Stadler hat seinen Hauptsitz im ostschweizerischen Bussnang und baut seit über 75 Jahren Züge. Die Produktpalette im Bereich der Vollbahnen und des Stadtverkehrs umfasst Highspeed-Züge, Intercity-Züge, Regio- und S-Bahnen, U-Bahnen, Tram-Trains und Trams. Neben dem Akku-Zug bietet Stadler mit dem Flirt H2 auch ein Schienenfahrzeug mit Brennstoffzelle an.
Hintergrund für die Neuentwicklung ist, dass nur 54 Prozent des europäischen Schienennetzes über eine Oberleitung verfügen (in Deutschland: 60 Prozent). Für die verbleibenden Strecken sei der „Einsatz CO2-emissionsfreier Schienenfahrzeuge ein grundlegender Baustein zur Erreichung der EU-Klimaziele“, erläuterte Stadler in einer früheren Mitteilung.
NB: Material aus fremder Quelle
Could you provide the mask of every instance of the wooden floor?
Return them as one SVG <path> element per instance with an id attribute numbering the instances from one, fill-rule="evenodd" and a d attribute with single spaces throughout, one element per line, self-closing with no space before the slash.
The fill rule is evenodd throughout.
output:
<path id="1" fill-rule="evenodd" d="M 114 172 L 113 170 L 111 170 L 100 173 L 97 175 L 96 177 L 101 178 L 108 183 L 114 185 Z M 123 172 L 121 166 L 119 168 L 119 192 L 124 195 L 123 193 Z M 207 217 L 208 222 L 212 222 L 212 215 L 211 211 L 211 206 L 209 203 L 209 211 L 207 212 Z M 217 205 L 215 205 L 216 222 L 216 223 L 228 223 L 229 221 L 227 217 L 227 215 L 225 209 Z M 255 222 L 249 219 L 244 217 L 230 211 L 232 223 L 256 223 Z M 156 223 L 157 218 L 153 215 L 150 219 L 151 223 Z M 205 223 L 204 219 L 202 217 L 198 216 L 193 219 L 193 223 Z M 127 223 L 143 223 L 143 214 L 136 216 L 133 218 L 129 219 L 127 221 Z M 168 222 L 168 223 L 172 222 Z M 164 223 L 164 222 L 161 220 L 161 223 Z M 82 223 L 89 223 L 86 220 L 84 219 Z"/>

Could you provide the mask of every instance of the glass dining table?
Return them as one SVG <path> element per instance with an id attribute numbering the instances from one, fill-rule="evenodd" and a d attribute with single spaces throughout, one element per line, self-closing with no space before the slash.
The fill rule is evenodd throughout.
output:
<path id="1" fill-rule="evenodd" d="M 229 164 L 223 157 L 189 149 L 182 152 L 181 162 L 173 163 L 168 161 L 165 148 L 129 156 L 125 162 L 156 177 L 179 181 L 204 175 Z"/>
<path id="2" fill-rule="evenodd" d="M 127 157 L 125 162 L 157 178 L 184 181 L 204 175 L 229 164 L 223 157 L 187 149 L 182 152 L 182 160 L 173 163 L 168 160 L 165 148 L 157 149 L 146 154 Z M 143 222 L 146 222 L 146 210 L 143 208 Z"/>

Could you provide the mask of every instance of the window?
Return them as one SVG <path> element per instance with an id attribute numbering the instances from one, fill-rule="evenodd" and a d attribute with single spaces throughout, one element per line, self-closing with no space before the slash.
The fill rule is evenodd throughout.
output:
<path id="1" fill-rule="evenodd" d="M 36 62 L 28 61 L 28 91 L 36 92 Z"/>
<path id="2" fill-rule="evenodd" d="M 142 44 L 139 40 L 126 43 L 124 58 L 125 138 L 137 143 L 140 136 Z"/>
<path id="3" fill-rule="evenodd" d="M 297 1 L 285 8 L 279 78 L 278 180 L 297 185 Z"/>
Erst vor Kurzem hat übrigens auch Alstom die Premierenfahrt mit einem Batterietriebzug in Sachsen bewältigt. Der als Prototyp gefertigte Zug startete in Chemnitz und fuhr über Flöha und Zschopau zurück nach Chemnitz. Züge dieses Typs sollen ab Dezember 2021 in den Passagierbetrieb gehen. Seinen Ursprung hat dieses Projekt in einer Forschungskooperation mit der TU Berlin, die Ende 2016 begonnen hatte. Der Zug wird ab dem Fahrplanwechsel im Dezember 2021 zunächst in Baden-Württemberg und Bayern zum Einsatz kommen. Ab 2023 werden auch elf der Züge vom Verkehrsverbund Mittelsachsen eingesetzt.